Saturday, March 31, 2007

Woody Allen, Or, "The Heart Wants What the Heart Wants"

Woody Allen is, by far, the most complicated of American filmmakers (Marty Scorcese is a close second). His subjects, of late, have been rather Nietzchean by way of Manhattan. The "Good" and "Moral" types who play by societal rules are, in film after Woody Allen film, the suckers who get their lunch money taken by Life, whereas the Machiavellian schemers who ply their trade in the shadows to get what they want, even if doing so transgresses Natural Law, end up the anti-heroes, the Winners. How curiously un-American (Which may be why Allen is so revered on the other side of the Atlantic and in the drawing rooms on the Upper West Side)

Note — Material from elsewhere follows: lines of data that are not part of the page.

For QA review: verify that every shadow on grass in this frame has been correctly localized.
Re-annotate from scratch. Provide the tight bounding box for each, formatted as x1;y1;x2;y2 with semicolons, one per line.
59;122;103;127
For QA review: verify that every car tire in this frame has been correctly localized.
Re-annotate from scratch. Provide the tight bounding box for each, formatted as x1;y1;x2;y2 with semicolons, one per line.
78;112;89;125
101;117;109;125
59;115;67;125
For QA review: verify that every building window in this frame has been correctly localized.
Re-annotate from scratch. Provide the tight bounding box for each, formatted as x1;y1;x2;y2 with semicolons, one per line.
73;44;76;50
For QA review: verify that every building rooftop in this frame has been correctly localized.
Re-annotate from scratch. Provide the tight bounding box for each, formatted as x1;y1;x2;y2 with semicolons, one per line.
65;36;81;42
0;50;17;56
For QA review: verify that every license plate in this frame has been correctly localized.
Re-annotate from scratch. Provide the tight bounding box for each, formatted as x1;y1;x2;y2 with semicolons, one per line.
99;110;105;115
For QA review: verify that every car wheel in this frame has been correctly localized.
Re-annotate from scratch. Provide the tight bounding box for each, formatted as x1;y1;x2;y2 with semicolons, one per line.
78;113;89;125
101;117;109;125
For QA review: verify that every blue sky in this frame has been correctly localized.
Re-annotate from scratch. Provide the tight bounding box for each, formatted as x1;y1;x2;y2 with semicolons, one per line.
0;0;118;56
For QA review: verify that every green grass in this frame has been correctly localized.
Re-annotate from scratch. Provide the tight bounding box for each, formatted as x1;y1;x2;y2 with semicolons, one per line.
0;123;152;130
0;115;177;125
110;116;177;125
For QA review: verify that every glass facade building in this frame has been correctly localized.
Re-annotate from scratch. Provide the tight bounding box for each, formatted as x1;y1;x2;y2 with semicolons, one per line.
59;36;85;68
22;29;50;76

Allen himself is a cautionary tale. By Puritanical American standards, sleeping with and then marrying the adopted child of one's girlfriend is usually grounds of dismissal from Cafe Society. Usually. But Woody, by virtue of his American genius, has countered that trend. He is the exception.

"The heart wants what the heart wants" is how Woody explained his behavior at the time with Soon-Yi. And that philosophy is still operative. Say those intrepid Page Sixxies:

"ONE of the best moments in the documentary 'A Table in Heaven' - a behind-the-scenes chronicle of the creation of the new Le Cirque - shows a woman in a slinky dress slipping Woody Allen her card on the eatery's opening night. While his wife Soon-Yi looks on, Allen sheepishly puts the card into the breast pocket of his tweed blazer."

Cringe-inducing, to be sure; yet, who among us didn't see that one coming from a mile away? If this were a scene in a Woody Allen movie -- and it really very well could be -- Carlo Di Palma would follow with his camera the trajectory from the tweed pocket, lingering for a second on the surface of the fabric, then, abruptly, to the sheepish ruins of Soon Yi's face, played, to sympathetic effect, by Ziyi Zhang. Sam Waterston, playing Woody's alter-ego would reply, anxiously but guilt free, "What?" Gesticulating wildly, "Honey, I-I-I'm a Director, she's an actress, it's just business. This happens to me all the time, nothings going to happen. Stop worrying." And, placated, Zhang would say, relieved, "I'm sorry, I don't know what I'm making such a big deal about. Forget it. Let's just order dinner."

Finally, of course, the TellTale Confessional Woody Allen voiceover, in muted tones, "Who'm I kidding. As soon as Dinner is over, I'm going to use that number. I'm such a schmuck. I've got a beautiful, caring wife ... Why do we always hurt the one's we love?"